UBS’s Jason Katz Discusses Market Concerns Amid Interest Rate Uncertainty
Jason Katz, a Managing Director and Senior Portfolio Manager at UBS, recently chatted with Barney & Company about some pressing concerns surrounding market rotation, the current rally, and the Federal Reserve’s upcoming decisions regarding interest rates.
The Fed is likely to keep interest rates unchanged following this week’s monetary policy meeting, especially as inflation continues to rise. In fact, newly appointed Chairman Kevin Warsh is set to hold his first press conference right after this meeting.
With energy prices already climbing even before the Iran conflict exacerbated them, key inflation measures are drifting further from the Fed’s target of 2%. For instance, the consumer price index (CPI) hit 4.2% in May, marking its highest point since April 2023.
Given the current inflation trends, many analysts believe there’s little chance of a rate cut during this week’s Federal Open Market Committee (FOMC) meeting, which has the power to determine monetary policy.
The outlook for a potential rate cut this year seems quite dim. Warsh’s initial post-FOMC press conference is expected to draw significant attention as stakeholders ponder the policymakers’ perspective on economic and monetary futures.
Inflation Poses Challenges for American Consumers
Recent reports from the Fed indicate that Americans are increasingly feeling the pinch from rising costs, particularly with rent and food prices climbing.
Utilizing data from the CME FedWatch tool, there’s a staggering 98.4% likelihood that the Fed will maintain the current federal funds rate, which sits between 3.5% and 3.75%. Furthermore, there’s a 42.7% chance that this rate will remain steady until the December meeting, narrowly outpacing the prospect of a 25-basis-point cut.

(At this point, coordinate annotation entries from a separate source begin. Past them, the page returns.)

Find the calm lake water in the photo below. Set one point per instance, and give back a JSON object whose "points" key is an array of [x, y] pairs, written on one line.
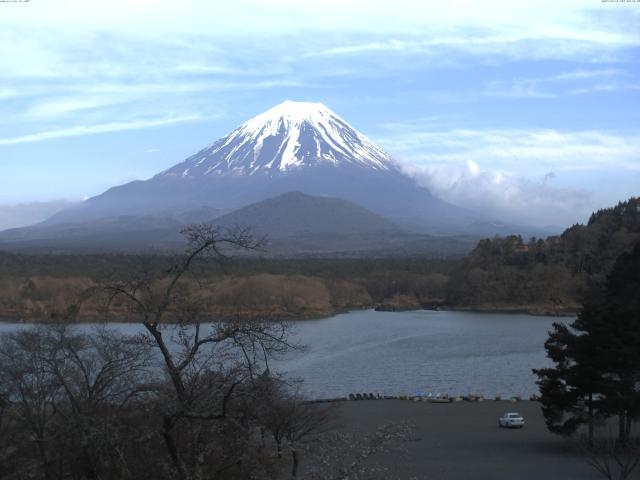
{"points": [[413, 352]]}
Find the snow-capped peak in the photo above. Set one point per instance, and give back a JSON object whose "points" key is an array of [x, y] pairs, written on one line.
{"points": [[287, 137]]}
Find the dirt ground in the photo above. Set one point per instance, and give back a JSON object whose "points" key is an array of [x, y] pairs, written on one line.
{"points": [[462, 441]]}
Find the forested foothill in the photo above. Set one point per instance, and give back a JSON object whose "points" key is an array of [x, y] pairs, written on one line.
{"points": [[186, 401], [550, 275]]}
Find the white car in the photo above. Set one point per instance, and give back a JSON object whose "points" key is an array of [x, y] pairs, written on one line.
{"points": [[511, 420]]}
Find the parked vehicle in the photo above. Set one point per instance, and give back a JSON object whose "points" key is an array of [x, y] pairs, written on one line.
{"points": [[511, 420]]}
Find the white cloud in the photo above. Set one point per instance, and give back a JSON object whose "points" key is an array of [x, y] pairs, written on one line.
{"points": [[532, 151], [23, 214], [507, 197]]}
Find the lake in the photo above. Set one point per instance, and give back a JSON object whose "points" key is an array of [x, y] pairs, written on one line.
{"points": [[413, 352]]}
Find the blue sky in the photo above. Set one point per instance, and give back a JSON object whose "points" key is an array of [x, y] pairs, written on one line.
{"points": [[526, 109]]}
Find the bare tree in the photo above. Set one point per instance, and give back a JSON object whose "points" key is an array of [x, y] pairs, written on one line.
{"points": [[208, 363]]}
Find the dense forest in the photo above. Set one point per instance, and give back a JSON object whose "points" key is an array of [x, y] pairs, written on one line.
{"points": [[551, 274], [503, 273]]}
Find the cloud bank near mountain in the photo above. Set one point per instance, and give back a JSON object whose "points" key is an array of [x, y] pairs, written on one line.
{"points": [[23, 214]]}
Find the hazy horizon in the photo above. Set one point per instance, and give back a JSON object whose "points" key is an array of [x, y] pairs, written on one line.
{"points": [[526, 111]]}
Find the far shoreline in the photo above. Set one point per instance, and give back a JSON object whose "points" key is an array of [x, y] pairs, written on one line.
{"points": [[519, 310]]}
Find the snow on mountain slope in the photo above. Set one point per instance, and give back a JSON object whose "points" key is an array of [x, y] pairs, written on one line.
{"points": [[287, 137]]}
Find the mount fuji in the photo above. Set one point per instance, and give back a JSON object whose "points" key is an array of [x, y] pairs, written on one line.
{"points": [[293, 147]]}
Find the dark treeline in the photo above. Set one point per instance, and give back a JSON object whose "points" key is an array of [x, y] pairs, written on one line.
{"points": [[548, 275], [187, 401], [552, 274]]}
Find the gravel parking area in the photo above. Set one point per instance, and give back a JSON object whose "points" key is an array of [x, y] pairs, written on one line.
{"points": [[462, 441]]}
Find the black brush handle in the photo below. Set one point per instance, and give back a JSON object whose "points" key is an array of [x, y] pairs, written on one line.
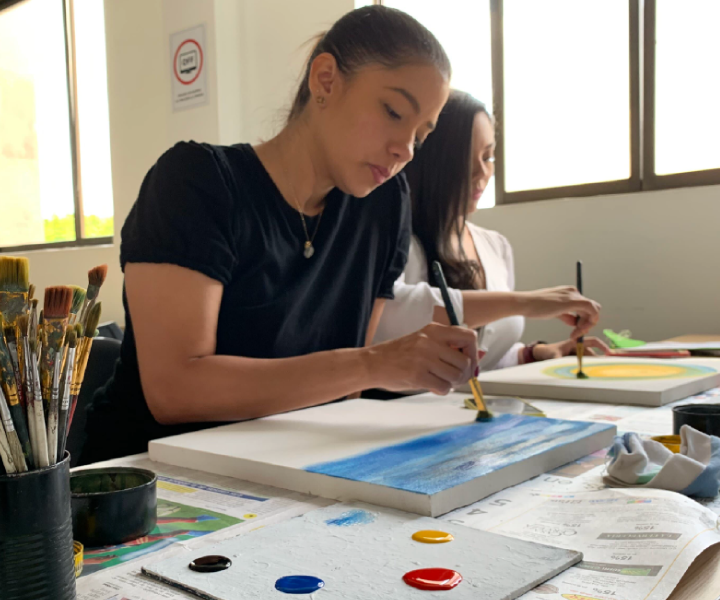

Gregory Daco, chief economist at EY Parthenon, mentioned that Warsh steps into leadership of a committee typically seen as dovish but shifting toward a more hawkish stance. Recent discussions among policymakers indicate that increasing interest rates might still be on the table if inflation persists above target levels, particularly due to energy-driven inflation concerns.
Economists from JPMorgan, led by Michael Feroli, have noted that given the economic backdrop, the FOMC appears to have a more assertive stance. They suggested that the easing bias should be removed from post-meeting statements, recommending a shift to neutral language or no forward guidance at all.
Public Sentiment Grows Pessimistic
As the Fed monitors these issues, there’s a keen interest in potential shifts regarding how the central bank communicates its outlook and strategies. Daco pointed out that Warsh has been openly skeptical about the effectiveness of economic forecast dot plots. Thus, the Fed’s Summary of Economic Projections (SEP) could attract more scrutiny than usual.
While the SEP and dot plot are still expected to be released in June, there might be a possibility that Warsh decides against sharing his forecasts. This arguably would be more symbolic than anything else, reinforcing his view that economic indicators should take precedence over forecasts.
Changing the Game at the Fed
Economists from Goldman Sachs, led by Jan Hatzius and David Mericle, have also expressed uncertainty on whether the current issuance of SEPs will continue, predicting minimal changes in the near term. They noted that the FOMC recently concluded a lengthy review of its communication practices but failed to reach a consensus on modifications.
In light of Warsh’s assertions of “systemic change” within the Fed, JPMorgan analysts anticipate he will face inquiries about this subject. However, they note that he has previously been a bit non-specific regarding what these changes entail. It’s likely he will mention starting a review, but not elaborate further at this juncture.